Cette nuit-là, à 0h01, son téléphone a lancé un rappel. « M., 38 ans ». Elle a fixé l'écran qui clignotait et appuyé sur la touche « arrêter ». Songeuse l'espace d'un instant, elle a eu peur de sombrer dans la tristesse, au souvenir de tous ces anniversaires passés ensemble. De ces étrangers qu'ils sont devenus, l'un à l'autre.
A l'heure du déjeuner, elle l'a appelé. Cet anniversaire serait l'occasion de reprendre contact, puisqu'il y avait encore certains détails à régler.
Quand il a décroché, sa voix était enjouée, il avait reconnu son numéro sur l'écran. Elle lui a souhaité un bon anniversaire, en l'appelant par son nom de famille, comme à l'armée. Il a éclaté de rire, lui a dit qu'il avait pensé à elle, la veille, en visionnant la vidéo de ses 26 ans, leur premier anniversaire ensemble. Au ton de sa voix, cça semblait être de bons souvenirs. Il a demandé des nouvelles des uns et des autres, du boulot. Lui a parlé de ses projets. Elle n'a pas posé de questions.
« Il faut qu'on reprenne contact, cette année. On s'est un peu perdus, depuis 2 ans, hein ? »
Elle n'a pas renchéri. Elle n'a pas rappelé toutes ces fois où il avait téléphoné. « Je viens à telle date, on déjeune ensemble, ok ? » A chaque fois, elle s'était réjouie de le revoir, avait guetté la date, attendu. Le téléphone était resté silencieux et il avait toujours une bonne excuse à laquelle elle faisait semblant de croire. Parce qu'elle l'avait connu sincère et loyal, qu'il l'avait chérie, avant, elle ne pouvait accepter l'idée qu'il la méprise. Et pourtant un matin, l'occasion lui fut donnée, à son grand regret, de faire face à la vérité.
Quelques heures avant celle de leur déjeuner ensemble, après si longtemps, il avait appelé, pretexté un avion raté. Une fois de plus, elle lui avait laissé le bénéfice du doute, avait été désolée de ce contretemps « Ce sera pour une prochaine, fois, hein, tu vas bien, sinon ? » mais quand repensant à quelque chose, elle avait composé son numéro quelques minutes plus tard, elle avait compris qu'il avait menti. Il était là, à quelques kilomètres d'elle. ¨Partagée entre colère et tristesse, elle avait rappelé et demandé, incrédule « Putain, c'est ça que tu es devenu ? »

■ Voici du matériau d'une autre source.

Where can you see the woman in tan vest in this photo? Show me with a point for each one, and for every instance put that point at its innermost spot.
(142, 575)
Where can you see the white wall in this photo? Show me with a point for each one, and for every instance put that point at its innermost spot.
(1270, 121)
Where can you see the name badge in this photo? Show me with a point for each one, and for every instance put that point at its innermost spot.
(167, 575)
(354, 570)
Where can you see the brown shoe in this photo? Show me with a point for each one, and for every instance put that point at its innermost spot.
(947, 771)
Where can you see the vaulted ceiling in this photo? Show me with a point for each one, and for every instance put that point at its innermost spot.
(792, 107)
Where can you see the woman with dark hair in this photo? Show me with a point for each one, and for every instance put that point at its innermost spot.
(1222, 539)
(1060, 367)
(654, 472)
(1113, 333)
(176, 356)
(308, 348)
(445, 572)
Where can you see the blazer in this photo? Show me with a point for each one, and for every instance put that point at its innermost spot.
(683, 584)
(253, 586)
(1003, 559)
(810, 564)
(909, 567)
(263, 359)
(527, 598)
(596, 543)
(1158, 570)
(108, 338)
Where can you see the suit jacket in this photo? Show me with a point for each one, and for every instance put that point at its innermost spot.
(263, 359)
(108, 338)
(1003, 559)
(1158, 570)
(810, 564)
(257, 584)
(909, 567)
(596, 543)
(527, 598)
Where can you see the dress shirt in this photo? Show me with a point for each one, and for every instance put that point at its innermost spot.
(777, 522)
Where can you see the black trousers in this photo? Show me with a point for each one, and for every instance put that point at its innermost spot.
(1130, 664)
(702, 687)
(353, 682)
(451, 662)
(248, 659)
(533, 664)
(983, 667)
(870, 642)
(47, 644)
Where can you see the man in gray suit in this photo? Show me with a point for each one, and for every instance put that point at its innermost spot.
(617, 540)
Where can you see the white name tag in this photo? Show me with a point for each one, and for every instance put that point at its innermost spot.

Aujourd'hui, en entendant son ton faussement désinvolte, elle a souri, partagé entre amertume et ironie. Elle a failli lui dire la vérité, qu'il lui importe peu désormais, qu'elle ne lui réservera plus jamais une minute de son temps et qu'il ne fait plus partie de ceux qu'elle aime. Elle a juste répondu : « On s'est un peu perdus, c'est le moins qu'on puisse dire » mais elle a pensé avec tristesse : « On ne s'est pas perdus, M. Tu m'as perdue ».